“Do not thus contemplate the terrors of the sea,” he said to Wenamon. “For if you do that you should also contemplate my own. Come, I have not done to you what they did to certain former envoys. They spent seventeen years in this land, and they died where they were.” Then, turning to an attendant, “Take him,” he said, “and let him see the tomb in which they lie.”
“Oh, don’t let me see it,” Wenamon tells us that he cried in anguish; but, recovering his composure, he continued in a more valiant strain. “Mere human beings,” he said, “were the envoys who were then sent. There was no god among them (as there now is).”

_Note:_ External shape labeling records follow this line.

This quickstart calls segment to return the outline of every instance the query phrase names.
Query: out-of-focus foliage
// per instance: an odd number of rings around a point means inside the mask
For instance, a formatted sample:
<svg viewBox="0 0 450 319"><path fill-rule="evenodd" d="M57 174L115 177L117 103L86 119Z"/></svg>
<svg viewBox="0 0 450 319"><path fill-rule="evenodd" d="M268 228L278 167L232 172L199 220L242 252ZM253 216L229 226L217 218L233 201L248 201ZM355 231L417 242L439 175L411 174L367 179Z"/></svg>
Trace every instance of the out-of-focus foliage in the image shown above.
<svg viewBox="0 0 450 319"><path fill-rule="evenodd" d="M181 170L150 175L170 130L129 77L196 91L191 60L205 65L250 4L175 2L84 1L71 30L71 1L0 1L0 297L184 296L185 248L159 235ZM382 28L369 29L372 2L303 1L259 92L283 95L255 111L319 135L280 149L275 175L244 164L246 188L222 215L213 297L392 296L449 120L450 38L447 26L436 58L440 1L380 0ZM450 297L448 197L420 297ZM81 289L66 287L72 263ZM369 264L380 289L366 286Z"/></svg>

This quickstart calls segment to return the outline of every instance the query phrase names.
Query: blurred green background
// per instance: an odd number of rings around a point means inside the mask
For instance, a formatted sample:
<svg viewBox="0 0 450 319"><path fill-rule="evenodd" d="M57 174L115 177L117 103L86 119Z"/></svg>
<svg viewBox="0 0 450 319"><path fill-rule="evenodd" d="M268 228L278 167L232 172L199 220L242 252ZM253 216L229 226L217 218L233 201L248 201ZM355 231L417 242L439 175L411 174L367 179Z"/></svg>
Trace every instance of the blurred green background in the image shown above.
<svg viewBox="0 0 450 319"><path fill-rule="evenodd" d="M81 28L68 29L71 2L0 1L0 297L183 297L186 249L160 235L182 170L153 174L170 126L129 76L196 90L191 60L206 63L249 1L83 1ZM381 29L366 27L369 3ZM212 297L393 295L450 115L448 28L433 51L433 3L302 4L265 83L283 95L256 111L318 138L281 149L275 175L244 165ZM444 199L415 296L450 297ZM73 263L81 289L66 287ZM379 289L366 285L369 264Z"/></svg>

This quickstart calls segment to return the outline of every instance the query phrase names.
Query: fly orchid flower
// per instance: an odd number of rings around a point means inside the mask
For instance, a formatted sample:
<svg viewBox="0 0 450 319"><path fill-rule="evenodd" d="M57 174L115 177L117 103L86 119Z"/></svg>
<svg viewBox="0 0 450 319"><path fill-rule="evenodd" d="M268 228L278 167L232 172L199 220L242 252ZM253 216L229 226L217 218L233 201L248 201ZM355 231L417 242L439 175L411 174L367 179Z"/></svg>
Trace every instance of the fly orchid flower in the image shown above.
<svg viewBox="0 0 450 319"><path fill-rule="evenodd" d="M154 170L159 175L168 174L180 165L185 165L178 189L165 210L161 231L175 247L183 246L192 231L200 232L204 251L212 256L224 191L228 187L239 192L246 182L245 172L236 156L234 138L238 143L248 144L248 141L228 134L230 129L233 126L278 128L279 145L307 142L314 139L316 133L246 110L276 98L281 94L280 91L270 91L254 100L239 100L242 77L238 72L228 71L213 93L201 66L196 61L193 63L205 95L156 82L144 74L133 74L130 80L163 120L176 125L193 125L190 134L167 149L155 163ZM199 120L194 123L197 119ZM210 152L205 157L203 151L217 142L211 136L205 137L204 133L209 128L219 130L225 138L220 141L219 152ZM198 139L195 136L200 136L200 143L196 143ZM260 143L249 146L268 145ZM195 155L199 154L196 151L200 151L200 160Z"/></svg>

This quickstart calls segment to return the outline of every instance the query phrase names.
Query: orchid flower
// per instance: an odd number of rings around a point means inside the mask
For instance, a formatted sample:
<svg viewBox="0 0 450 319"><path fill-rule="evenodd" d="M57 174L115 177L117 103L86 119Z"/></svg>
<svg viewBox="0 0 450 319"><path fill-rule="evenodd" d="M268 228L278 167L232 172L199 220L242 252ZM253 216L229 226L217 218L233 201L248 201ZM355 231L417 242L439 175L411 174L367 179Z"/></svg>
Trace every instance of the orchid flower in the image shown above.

The prince had recently ordered an engraver to write a commemorative inscription upon a stone tablet recording the fact that the king of the gods had sent Amon-of-the-Road to Byblos as his divine messenger and Wenamon as his human messenger, that timber had been asked for and supplied, and that in return Amon had promised him ten thousand years of celestial life over and above that of ordinary persons. Wenamon now reminded him of this, asking him why he should talk so slightingly of the Egyptian envoys when the making of this tablet showed that in reality he considered their presence an honour. Moreover, he pointed out that when in future years an envoy from Egypt should read this tablet, he would of course pronounce at once the magical prayers which would procure for the prince, who would probably then be in hell after all, a draught of water. This remark seems to have tickled the prince’s fancy, for he gravely acknowledged its value, and spoke no more in his former strain. Wenamon closed the interview by promising that the High Priest of Amon-Ra would fully reward him for his various kindnesses.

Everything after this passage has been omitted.